“Rogue One: A Star Wars Story” is every bit as good as you’ve heard; even this non-“Star Wars” geek had great fun with it. I’d cheerfully give it a 9 out of 10, and I’d recommend you give it a try even if you don’t typically enjoy the franchise.
Die-hard fans are currently noting all of the things that make this film unique in the series: it’s the first “Star Wars” movie without a Jedi, the first without the trademark opening text-crawl, the first one without a lightsaber duel.
Casual fans might be more impressed with more general differences. Two stood out for me.

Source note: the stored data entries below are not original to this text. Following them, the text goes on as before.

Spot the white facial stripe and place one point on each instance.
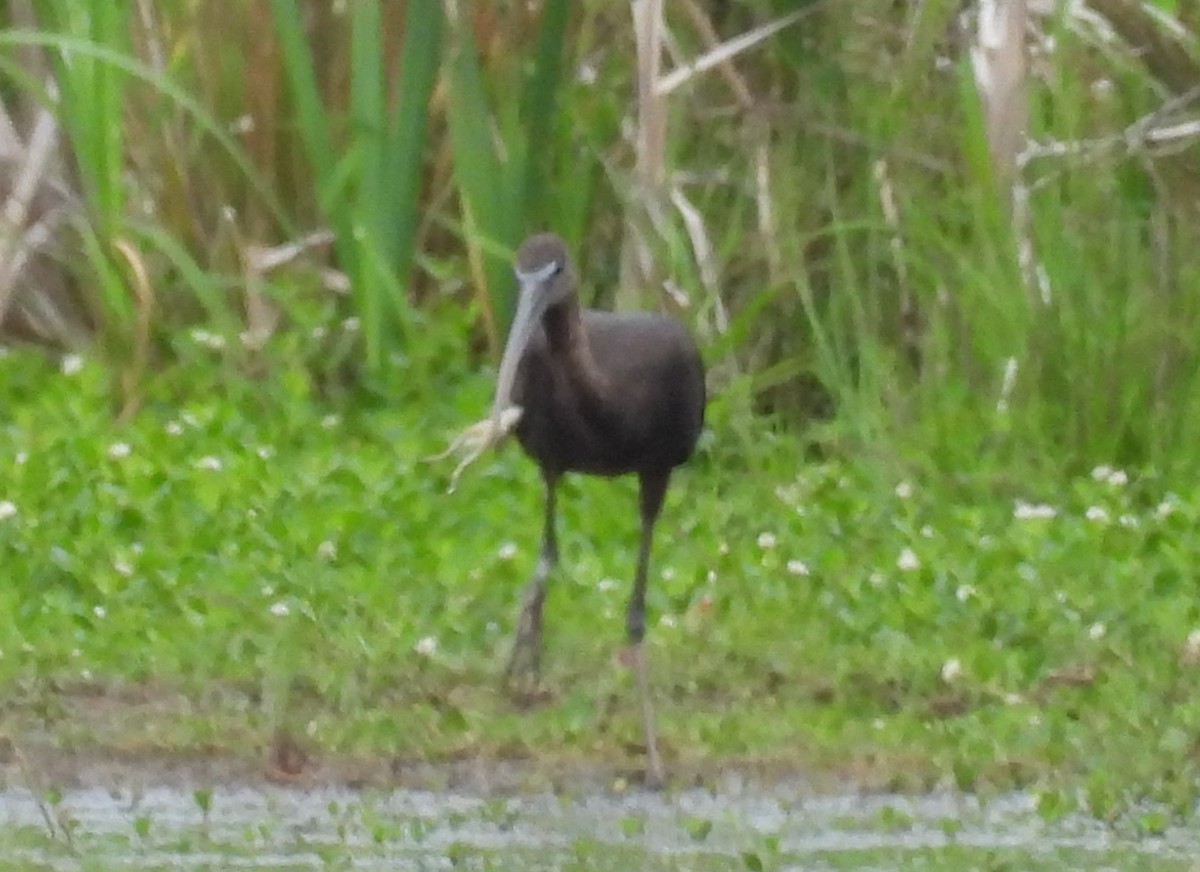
(537, 276)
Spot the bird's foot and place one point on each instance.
(522, 675)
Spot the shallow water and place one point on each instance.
(281, 828)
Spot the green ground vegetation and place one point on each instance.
(940, 530)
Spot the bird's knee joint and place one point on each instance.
(635, 625)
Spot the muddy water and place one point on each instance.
(268, 827)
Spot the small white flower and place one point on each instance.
(1168, 506)
(1192, 647)
(1032, 511)
(208, 338)
(952, 671)
(1113, 476)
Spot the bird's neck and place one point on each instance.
(569, 342)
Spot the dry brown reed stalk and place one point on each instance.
(652, 188)
(910, 326)
(143, 292)
(1000, 62)
(36, 302)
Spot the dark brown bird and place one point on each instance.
(604, 394)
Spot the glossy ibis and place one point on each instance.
(603, 394)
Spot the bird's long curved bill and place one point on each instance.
(531, 307)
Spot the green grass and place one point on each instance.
(244, 558)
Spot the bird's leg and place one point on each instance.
(526, 656)
(653, 489)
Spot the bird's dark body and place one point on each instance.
(635, 403)
(601, 394)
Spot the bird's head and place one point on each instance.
(546, 280)
(544, 272)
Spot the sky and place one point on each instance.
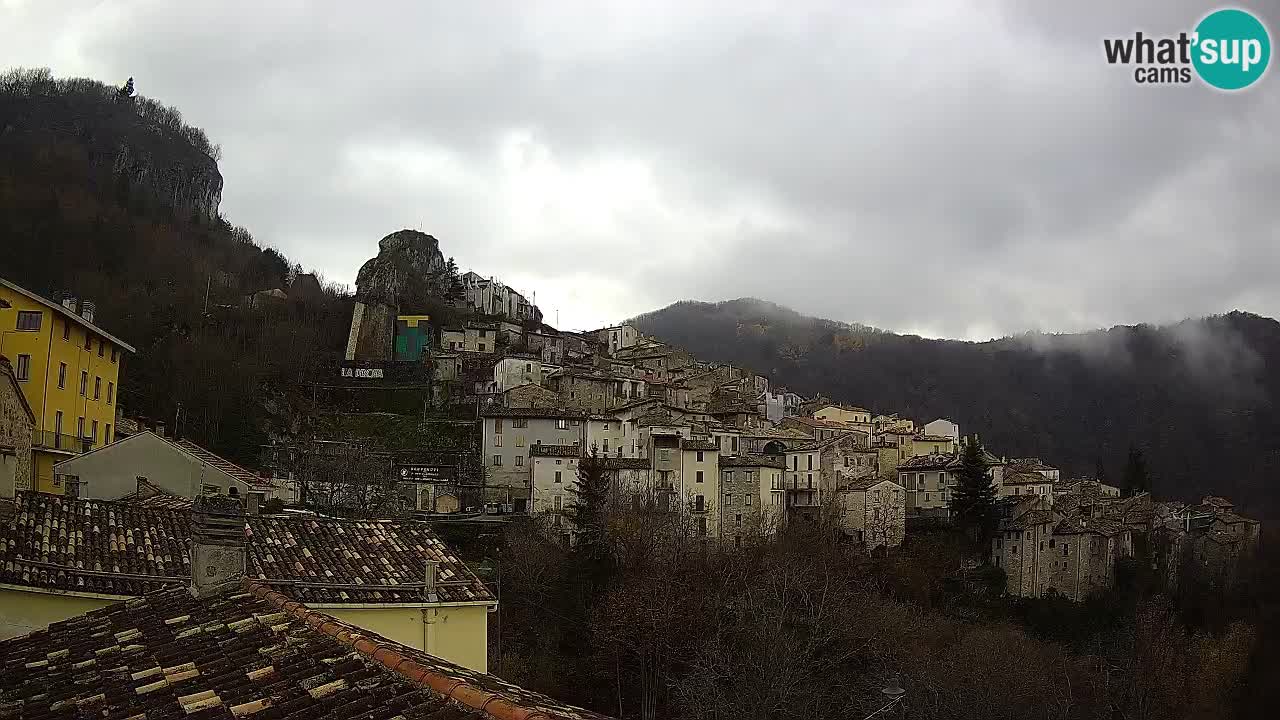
(951, 168)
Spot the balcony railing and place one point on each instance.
(46, 440)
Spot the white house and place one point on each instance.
(942, 427)
(178, 466)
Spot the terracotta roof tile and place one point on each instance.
(128, 550)
(223, 464)
(168, 655)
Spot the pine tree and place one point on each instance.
(588, 518)
(1136, 479)
(974, 499)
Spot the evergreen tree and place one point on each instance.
(126, 94)
(1136, 479)
(588, 519)
(974, 499)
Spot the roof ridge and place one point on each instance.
(385, 655)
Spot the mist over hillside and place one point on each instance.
(1198, 396)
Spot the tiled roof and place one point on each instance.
(533, 413)
(250, 654)
(863, 484)
(752, 461)
(1233, 519)
(127, 550)
(307, 552)
(625, 463)
(1024, 478)
(933, 461)
(556, 450)
(149, 495)
(223, 464)
(1079, 525)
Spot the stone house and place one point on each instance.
(752, 496)
(873, 511)
(17, 424)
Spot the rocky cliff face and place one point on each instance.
(154, 167)
(408, 268)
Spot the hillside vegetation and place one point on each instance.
(115, 200)
(1200, 396)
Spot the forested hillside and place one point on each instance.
(1198, 397)
(114, 199)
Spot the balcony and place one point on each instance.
(62, 442)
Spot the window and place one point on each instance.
(28, 320)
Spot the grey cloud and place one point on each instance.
(951, 168)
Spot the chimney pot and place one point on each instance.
(218, 550)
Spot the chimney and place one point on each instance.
(432, 572)
(216, 545)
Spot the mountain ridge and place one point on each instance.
(1198, 396)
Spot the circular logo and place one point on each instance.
(1232, 49)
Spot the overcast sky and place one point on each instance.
(958, 168)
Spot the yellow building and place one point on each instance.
(69, 370)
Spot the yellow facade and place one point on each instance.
(458, 633)
(26, 610)
(69, 370)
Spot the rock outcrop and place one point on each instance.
(407, 270)
(145, 165)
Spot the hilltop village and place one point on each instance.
(455, 401)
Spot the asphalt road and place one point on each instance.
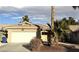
(13, 48)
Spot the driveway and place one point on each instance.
(11, 47)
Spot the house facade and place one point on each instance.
(21, 33)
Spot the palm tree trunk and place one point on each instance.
(54, 40)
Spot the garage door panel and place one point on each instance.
(19, 37)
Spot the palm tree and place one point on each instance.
(54, 36)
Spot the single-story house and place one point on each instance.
(21, 33)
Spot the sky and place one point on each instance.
(36, 14)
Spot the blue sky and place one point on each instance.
(37, 14)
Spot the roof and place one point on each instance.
(44, 27)
(20, 26)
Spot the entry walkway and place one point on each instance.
(11, 47)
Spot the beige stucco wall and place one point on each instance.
(10, 31)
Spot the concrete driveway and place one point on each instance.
(11, 47)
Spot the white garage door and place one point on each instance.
(22, 37)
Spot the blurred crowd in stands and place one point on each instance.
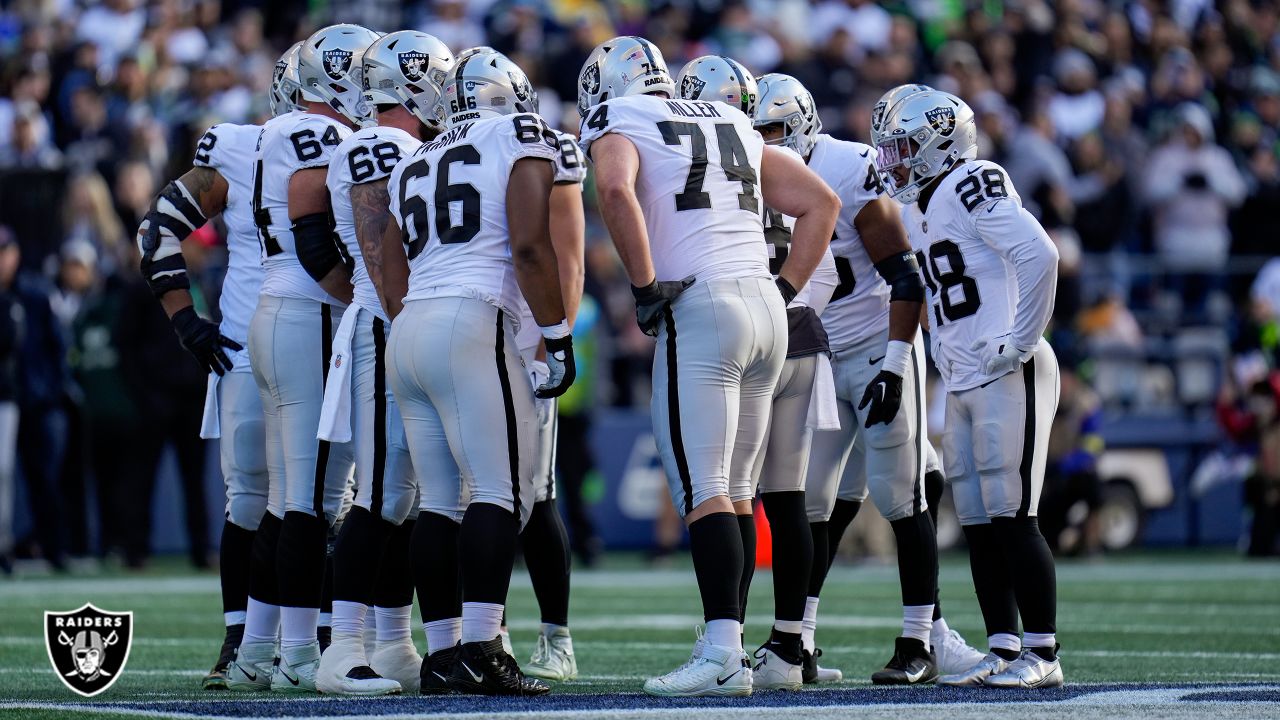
(1143, 133)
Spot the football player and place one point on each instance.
(305, 288)
(403, 73)
(220, 182)
(472, 210)
(680, 186)
(872, 324)
(991, 273)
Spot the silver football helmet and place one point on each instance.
(330, 67)
(485, 83)
(620, 67)
(286, 83)
(785, 100)
(408, 68)
(923, 137)
(892, 98)
(716, 77)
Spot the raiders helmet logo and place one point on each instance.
(337, 63)
(942, 119)
(88, 647)
(414, 64)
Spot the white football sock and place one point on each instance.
(393, 623)
(725, 633)
(348, 618)
(261, 621)
(298, 625)
(809, 623)
(442, 633)
(481, 621)
(917, 620)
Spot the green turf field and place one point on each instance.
(1164, 618)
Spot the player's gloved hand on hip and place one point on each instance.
(653, 299)
(202, 340)
(561, 369)
(999, 355)
(883, 395)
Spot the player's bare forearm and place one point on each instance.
(370, 206)
(794, 190)
(616, 168)
(531, 251)
(568, 238)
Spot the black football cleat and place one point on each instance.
(437, 668)
(912, 665)
(484, 668)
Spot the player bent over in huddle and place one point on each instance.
(222, 181)
(403, 73)
(680, 186)
(991, 273)
(472, 212)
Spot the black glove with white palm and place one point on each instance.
(883, 395)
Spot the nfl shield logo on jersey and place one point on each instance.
(337, 62)
(88, 647)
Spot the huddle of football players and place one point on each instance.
(406, 241)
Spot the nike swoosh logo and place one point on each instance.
(722, 680)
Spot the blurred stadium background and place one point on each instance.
(1143, 133)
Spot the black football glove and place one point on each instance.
(561, 368)
(885, 396)
(202, 340)
(653, 299)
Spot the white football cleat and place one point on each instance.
(553, 657)
(251, 670)
(712, 670)
(951, 652)
(398, 661)
(1031, 671)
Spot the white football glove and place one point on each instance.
(999, 356)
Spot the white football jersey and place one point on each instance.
(231, 150)
(570, 169)
(451, 200)
(859, 306)
(698, 183)
(967, 241)
(288, 144)
(366, 155)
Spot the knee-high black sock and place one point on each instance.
(233, 565)
(821, 563)
(545, 545)
(394, 587)
(356, 555)
(792, 552)
(917, 559)
(434, 555)
(716, 543)
(991, 579)
(841, 516)
(746, 528)
(1036, 580)
(488, 541)
(263, 583)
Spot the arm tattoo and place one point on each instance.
(370, 205)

One, this is the first Star Wars film since “The Empire Strikes Back” (1980) that seems aimed mainly at adults. Yes, the fairy tale elements are still there — we have an underdog orphan searching for her father, the requisite anthropomorphic aliens, and a humorous robot mascot (which surprisingly worked quite well). But those elements are absolutely upstaged by a bona fide war film, complete with tactics, strategy, panic, collateral damage and casualties. I remember thinking during a surprisingly gritty urban warfare scene that it was as though some filmmakers had taken a scene from a film like “The Hurt Locker” (2008) and set it within the “Star Wars” universe.
Two, I think that this is the most human Star Wars movie we’ve had since “Empire.” It wouldn’t be “Star Wars” without the aforementioned aliens and robots, and plenty of references are made to the Force and the Jedi. But this is a movie about ordinary people. Yes, there is one larger-than-life character who appears … force-sensitive? This universe’s equivalent of Marvel’s “Daredevil?” (This was a confusing story element that didn’t always work for me.) But we are presented primarily with all-too-human anti-heroes who feel fear, suffer, and die.
Isn’t that more exciting than watching cartoonish aliens fight armies of equally cute battle-droids? In this film’s better moments, it made me feel like a was watching a “real” war with “real” people, and I was surprised to find myself actually rooting for the good guys in a “Star Wars” film — this has been a series that I’ve long half-dismissed as being essentially children’s stories.
Seriously, this was a good movie. Check it out.